Frank Fischer, the chairman and CEO of the Volkswagen plant in Tennessee, left, and Gary Casteel, a regional director of the UAW, hold a joint press conference on Feb. 14. Can workers tell the difference?
Tennessee VW auto workers have just rejected being “represented” by the UAW by a vote of 626 to 712. But the back story explains a lot:
A Wall St. Journal article: “Volkswagen is interested in having the UAW represent its workers to enable the plant to establish a works council, a committee of both blue and white collar employees who negotiate work conditions with management. [In fact, it's far more than that; it's clear that this is a version of the "team concept" -- the idea that labor and management are on the same team and that their basic interests are the same.] It appears that a works council is only possible under U.S. law if workers are represented by an outside union.” VW management helped the UAW organizers campaign by allowing them to do so inside the plant.

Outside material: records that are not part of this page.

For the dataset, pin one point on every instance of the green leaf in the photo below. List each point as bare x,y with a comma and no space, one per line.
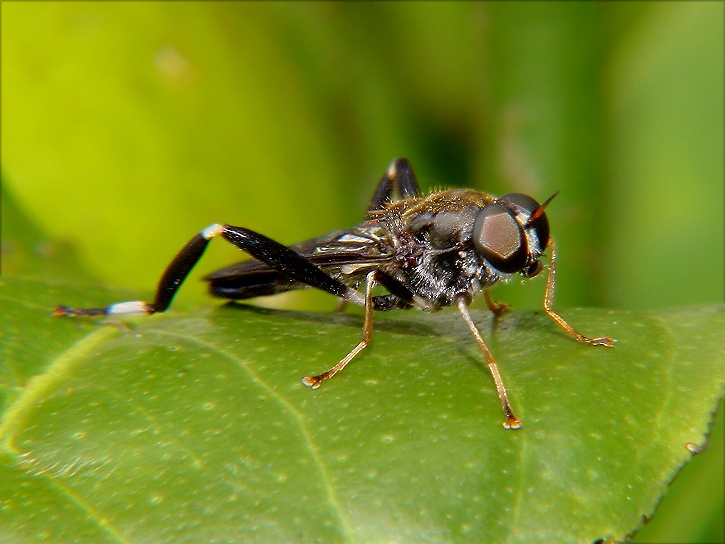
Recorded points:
195,427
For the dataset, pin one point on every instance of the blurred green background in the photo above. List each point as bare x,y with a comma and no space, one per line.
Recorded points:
128,127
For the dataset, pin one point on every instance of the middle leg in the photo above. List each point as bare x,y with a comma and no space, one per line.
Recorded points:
314,382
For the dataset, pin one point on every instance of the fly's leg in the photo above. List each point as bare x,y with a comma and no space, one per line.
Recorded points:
512,422
276,255
314,382
549,301
400,174
495,307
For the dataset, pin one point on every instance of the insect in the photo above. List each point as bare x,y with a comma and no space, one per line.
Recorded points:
428,252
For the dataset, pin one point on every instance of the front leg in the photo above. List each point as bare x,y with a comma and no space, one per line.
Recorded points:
274,254
548,308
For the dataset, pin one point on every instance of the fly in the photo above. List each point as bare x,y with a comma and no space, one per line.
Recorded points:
428,252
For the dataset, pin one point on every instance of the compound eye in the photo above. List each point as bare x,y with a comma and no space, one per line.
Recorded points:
499,239
526,205
532,270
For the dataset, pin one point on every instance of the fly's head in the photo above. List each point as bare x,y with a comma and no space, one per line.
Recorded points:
511,233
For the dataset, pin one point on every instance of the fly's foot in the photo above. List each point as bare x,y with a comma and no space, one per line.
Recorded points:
512,423
601,341
313,382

There is no doubt that the UAW leadership had made commitments to management that they would do everything in their power to prevent a local union from developing that really fought for the members. It’s certain that in one way or another they communicated this to the VW workers. So the workers were faced with a choice: Either kiss up to management on their own or do so through a union. Or, to put it another way: Any feelings of the need to unite as a group and stand together for their interests were certainly discouraged by the union leadership. But without that, what on earth is the incentive to have a union?
The amazing thing is that over 600 workers actually voted for a union.